MySQL C# Text Encoding Problems

2020-01-28 09:08发布

问题:

I have an old MySQL database with encoding set to UTF-8. I am using Ado.Net Entity framework to connect to it.

The string that I retrieve from it have strange characters when ë like characters are expected.

For example: "ë" is "ë".

I thought I could get this right by converting from UTF8 to UTF16.

 return Encoding.Unicode.GetString(                
            Encoding.Convert(
            Encoding.UTF8,
            Encoding.Unicode,
            Encoding.UTF8.GetBytes(utf8)));
    }

This however doesn't change a thing.

How could I get the data from this database in proper form?

回答1:

There are two things that you need to do to support UTF-8 in the ADO.NET Entity frame work (or in general using the MySQL .NET Connector):

  1. Ensure that the collation of your database of table is a UTF-8 collation (i.e. utf8_general_ci or one of its relations)
  2. Add Charset=utf8; to your connection string.

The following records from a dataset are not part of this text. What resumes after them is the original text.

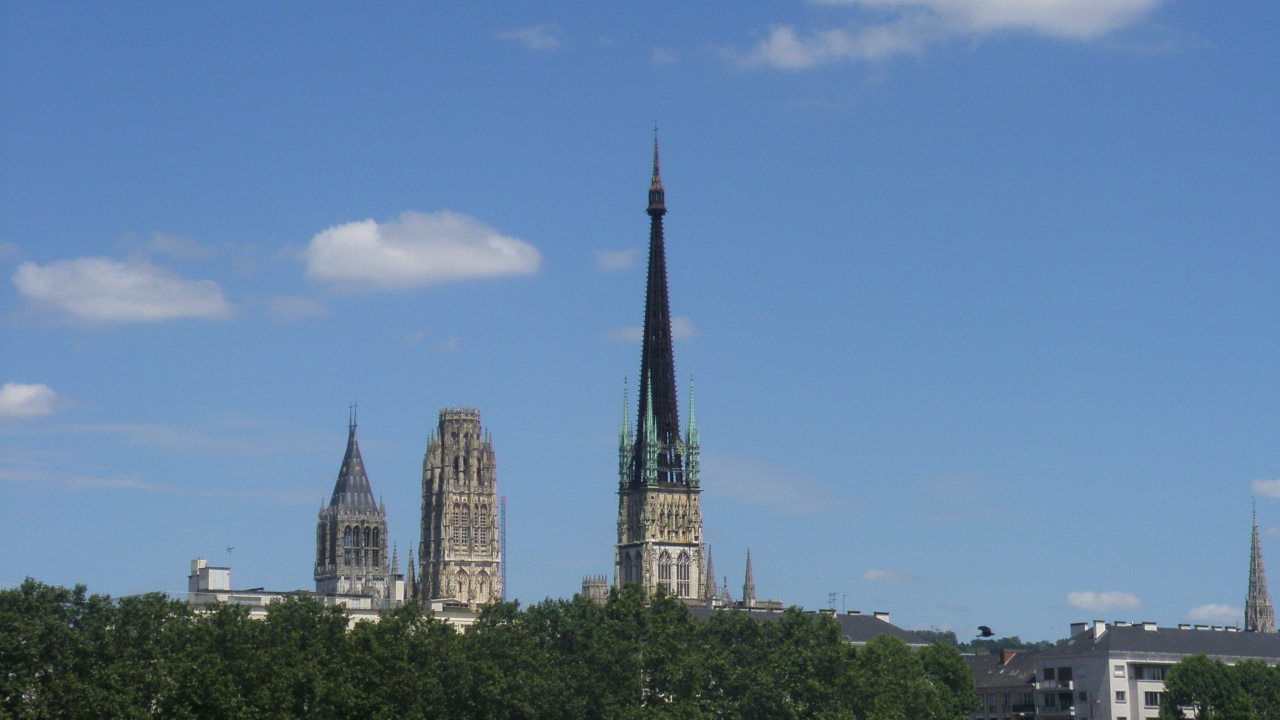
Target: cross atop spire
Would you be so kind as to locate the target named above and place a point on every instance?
(1258, 616)
(657, 197)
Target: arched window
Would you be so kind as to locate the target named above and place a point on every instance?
(682, 575)
(348, 545)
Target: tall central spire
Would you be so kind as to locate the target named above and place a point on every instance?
(1258, 616)
(657, 361)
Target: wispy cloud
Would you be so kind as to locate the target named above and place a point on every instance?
(1266, 488)
(21, 401)
(78, 481)
(1211, 614)
(179, 246)
(885, 577)
(1102, 601)
(914, 24)
(542, 36)
(681, 328)
(611, 260)
(414, 250)
(100, 290)
(768, 486)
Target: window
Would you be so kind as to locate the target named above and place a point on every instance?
(682, 575)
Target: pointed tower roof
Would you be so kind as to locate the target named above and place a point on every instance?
(352, 487)
(1258, 616)
(657, 361)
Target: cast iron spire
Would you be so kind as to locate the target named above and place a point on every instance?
(1257, 607)
(657, 363)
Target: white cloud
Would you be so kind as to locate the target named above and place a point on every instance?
(100, 290)
(289, 308)
(885, 577)
(609, 260)
(681, 328)
(21, 400)
(1102, 601)
(1266, 488)
(542, 36)
(785, 49)
(1215, 614)
(414, 250)
(768, 486)
(914, 24)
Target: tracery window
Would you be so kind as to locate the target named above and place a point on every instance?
(682, 575)
(664, 570)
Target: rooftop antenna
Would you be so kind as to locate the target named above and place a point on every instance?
(502, 547)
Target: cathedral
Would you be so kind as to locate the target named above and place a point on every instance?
(659, 500)
(351, 534)
(458, 554)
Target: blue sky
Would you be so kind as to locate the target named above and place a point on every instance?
(978, 295)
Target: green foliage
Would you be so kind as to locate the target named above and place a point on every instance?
(65, 654)
(1247, 691)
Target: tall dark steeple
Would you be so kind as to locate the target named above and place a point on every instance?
(657, 360)
(659, 507)
(1258, 616)
(351, 533)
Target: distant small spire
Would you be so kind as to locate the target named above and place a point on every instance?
(1258, 616)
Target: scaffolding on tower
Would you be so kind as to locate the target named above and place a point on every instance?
(502, 547)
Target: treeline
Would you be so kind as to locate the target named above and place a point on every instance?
(69, 655)
(1215, 691)
(984, 646)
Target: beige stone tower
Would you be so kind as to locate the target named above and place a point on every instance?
(659, 497)
(460, 555)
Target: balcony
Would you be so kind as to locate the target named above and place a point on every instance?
(1055, 686)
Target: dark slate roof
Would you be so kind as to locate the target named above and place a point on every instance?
(1171, 641)
(856, 629)
(352, 487)
(988, 673)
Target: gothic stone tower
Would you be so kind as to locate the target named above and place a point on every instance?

    "Server=localhost;Database=test;Uid=test;Pwd=test;Charset=utf8;"
    

I'm not certain, but the encoding may be case sensitive; I found that CharSet=UTF8; did not work for me.



回答2:

Even if the database is set to UTF8 you must do the following things to get Unicode fields to work correctly:

  1. Ensure you are using a Unicode field type like NVARCHAR or TEXT CHARSET utf8
  2. Whenever you insert anything into the field you must prefix it with the N character to indicate Unicode data as shown in the examples below
  3. Whenever you select based on Unicode data ensure you use the N prefix again

MySqlCommand cmd = new MySqlCommand("INSERT INTO EXAMPLE (someField) VALUES (N'Unicode Data')");

MySqlCommand cmd2 = new MySqlCommand("SELECT * FROM EXAMPLE WHERE someField=N'Unicode Data'");

If the database wasn't configured correctly or the data was inserted without using the N prefix it won't be possible to get the correct data out since it will have been downcast into the Latin 1/ASCII character set



回答3:

Try set the encoding by "set names utf8" query. You can set this parameter in mysql config too.



回答4:

As others have said this could be a db issue, but it could also be caused by using an old version of the .net mysql connector.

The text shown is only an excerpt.